Gold and silver faltered towards the beginning of the week, but by week’s end both metals were making impressive gains thanks to a number of outside factors. All in all this was a fairly eventful week even if central bank meetings did not exactly live up to expectations. Unlike what we witnessed towards the end of last week, gold and silver are heading into the weekend with some nice momentum. This is especially crucial because it is looking like metals will end the month in an upbeat position.
Next week will be an important one simply because of the sheer quantity of economic data that is expected to be released. Among those pieces of data are the job growth report from the month of April. If this data comes back weaker than expected the marketplace is likely to react in a way that might give gold and silver even more of a boost.

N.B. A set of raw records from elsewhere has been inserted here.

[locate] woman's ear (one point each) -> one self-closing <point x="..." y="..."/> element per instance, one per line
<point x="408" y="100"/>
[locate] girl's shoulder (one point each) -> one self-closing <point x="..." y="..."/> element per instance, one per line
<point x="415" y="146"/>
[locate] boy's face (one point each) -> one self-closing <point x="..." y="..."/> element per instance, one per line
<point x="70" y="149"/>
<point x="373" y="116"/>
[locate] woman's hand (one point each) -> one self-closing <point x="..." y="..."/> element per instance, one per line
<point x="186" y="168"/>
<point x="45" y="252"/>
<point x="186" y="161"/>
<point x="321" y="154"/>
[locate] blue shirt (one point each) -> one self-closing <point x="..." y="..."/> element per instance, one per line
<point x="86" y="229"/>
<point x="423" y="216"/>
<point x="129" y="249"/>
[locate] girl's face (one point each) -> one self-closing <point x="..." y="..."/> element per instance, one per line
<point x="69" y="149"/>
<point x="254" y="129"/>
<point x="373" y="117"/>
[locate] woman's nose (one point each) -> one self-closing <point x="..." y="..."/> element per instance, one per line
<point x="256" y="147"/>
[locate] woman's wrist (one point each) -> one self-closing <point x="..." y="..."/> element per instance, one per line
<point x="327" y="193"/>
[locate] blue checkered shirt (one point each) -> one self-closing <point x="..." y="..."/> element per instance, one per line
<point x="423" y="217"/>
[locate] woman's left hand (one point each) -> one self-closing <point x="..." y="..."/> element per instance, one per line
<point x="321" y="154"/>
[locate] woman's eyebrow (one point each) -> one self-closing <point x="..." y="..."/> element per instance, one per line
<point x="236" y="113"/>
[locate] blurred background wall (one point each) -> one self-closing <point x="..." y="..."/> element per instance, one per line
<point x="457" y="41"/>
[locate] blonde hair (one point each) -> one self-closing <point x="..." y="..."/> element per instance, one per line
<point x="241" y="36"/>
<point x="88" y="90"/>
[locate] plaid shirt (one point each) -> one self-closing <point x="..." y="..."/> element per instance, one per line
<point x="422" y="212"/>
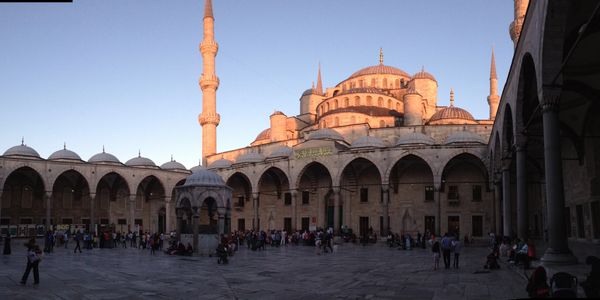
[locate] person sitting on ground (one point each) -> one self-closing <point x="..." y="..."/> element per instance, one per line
<point x="591" y="286"/>
<point x="537" y="286"/>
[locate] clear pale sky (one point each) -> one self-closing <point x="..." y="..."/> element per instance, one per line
<point x="124" y="73"/>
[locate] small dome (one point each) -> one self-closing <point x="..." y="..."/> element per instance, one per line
<point x="64" y="154"/>
<point x="379" y="69"/>
<point x="415" y="138"/>
<point x="326" y="134"/>
<point x="220" y="163"/>
<point x="464" y="137"/>
<point x="363" y="90"/>
<point x="22" y="150"/>
<point x="368" y="142"/>
<point x="250" y="157"/>
<point x="282" y="151"/>
<point x="140" y="161"/>
<point x="423" y="75"/>
<point x="451" y="112"/>
<point x="264" y="135"/>
<point x="104" y="157"/>
<point x="203" y="177"/>
<point x="173" y="165"/>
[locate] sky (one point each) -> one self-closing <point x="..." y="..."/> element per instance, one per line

BoJ, Fed Do Not Alter Monetary Policy
Two major central bank meetings took place this week and both of them yielded no changes to monetary policy in either country/region. First was the FOMC meeting which took place from Tuesday to Wednesday, wrapping up on Wednesday afternoon. It was not widely expected that the Fed would move to alter monetary policy in any way, shape, or form, and that is exactly what happened. The Fed decided that they would not touch interest rates and offered few clues as to when that might change.
The Bank of Japan held their monthly policy meeting on Thursday and unlike what it was with the Fed, most people were anticipating that the BoJ would change their current monetary policy. Right now, Japan is currently pursuing a monetary policy that is similar to Europe’s. Right now, the BoJ is looking to devalue the Yen in an effort to boost spending. Unfortunately, Japan’s central bank decided against making any changes to monetary policy and this only worked to help bolster the Yen.

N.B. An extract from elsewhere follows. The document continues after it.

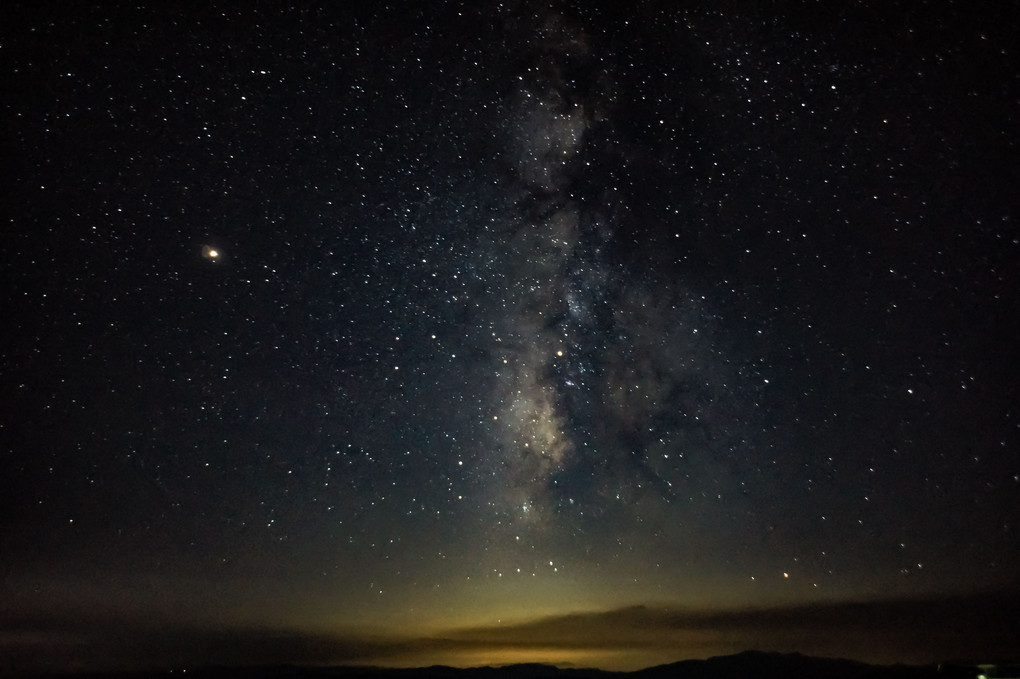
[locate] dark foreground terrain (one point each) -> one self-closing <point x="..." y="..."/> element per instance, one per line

Against the Dollar, the Yen put forth its best performance since 2008. All in all, the Dollar concluded the week having lost more than 4% of its value against the Yen and is not looking like it is going to improve in the near future. If the Dollar’s weakness continues upon the opening of markets next week, gold and silver very well might move to new highs.
US Q1 GDP Fails to Impress
After finishing the 2015 calendar year having a solid three months of growth to reflect upon, the US economy was looking like it would begin the year in impressive fashion. Unfortunately, that proved to not be the case as Q1 GDP growth failed to impress.

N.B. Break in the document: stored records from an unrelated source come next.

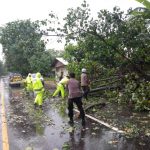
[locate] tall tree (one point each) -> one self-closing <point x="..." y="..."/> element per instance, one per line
<point x="21" y="40"/>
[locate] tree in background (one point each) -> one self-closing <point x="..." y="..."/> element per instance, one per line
<point x="2" y="68"/>
<point x="21" y="40"/>
<point x="116" y="41"/>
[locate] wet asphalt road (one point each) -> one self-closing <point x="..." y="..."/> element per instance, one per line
<point x="59" y="135"/>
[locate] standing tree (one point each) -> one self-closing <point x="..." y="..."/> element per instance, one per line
<point x="21" y="40"/>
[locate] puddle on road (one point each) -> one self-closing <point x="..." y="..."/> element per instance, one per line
<point x="49" y="129"/>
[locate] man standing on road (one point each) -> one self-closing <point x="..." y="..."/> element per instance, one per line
<point x="39" y="90"/>
<point x="75" y="96"/>
<point x="61" y="87"/>
<point x="28" y="82"/>
<point x="85" y="83"/>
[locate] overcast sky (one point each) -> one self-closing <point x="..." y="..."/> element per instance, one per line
<point x="11" y="10"/>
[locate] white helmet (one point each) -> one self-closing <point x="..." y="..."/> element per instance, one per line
<point x="83" y="70"/>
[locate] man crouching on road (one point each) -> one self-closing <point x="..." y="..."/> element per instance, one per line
<point x="74" y="96"/>
<point x="39" y="90"/>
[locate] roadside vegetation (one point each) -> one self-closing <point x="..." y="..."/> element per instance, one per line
<point x="114" y="47"/>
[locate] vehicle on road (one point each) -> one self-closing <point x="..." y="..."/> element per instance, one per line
<point x="15" y="79"/>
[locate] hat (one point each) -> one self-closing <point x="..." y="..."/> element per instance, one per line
<point x="83" y="70"/>
<point x="38" y="75"/>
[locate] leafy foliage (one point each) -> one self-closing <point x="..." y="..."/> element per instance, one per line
<point x="114" y="42"/>
<point x="24" y="49"/>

Officially, the US GDP grew by just less than .5% on an annualized basis. When compared to Q4 (2015) growth of more than 1.4%, it is easy to see why the first three months of this year missed the mark. The biggest contributing factors to this first quarter’s weakness were that both consumers and business were seen spending less money. Being that other economies around the world are performing poorly, it is easy to understand why Americans and American businesses are not spending as much. It will be interesting to see if this trend continues through the middle parts of the year because if Q2 growth is as weak as what we witnessed from Q1, we are going to have a tough time posting any solid growth by year’s end. All of this confusion and data is doing one thing—help gold and silver make gains thanks to increased safe-haven demand.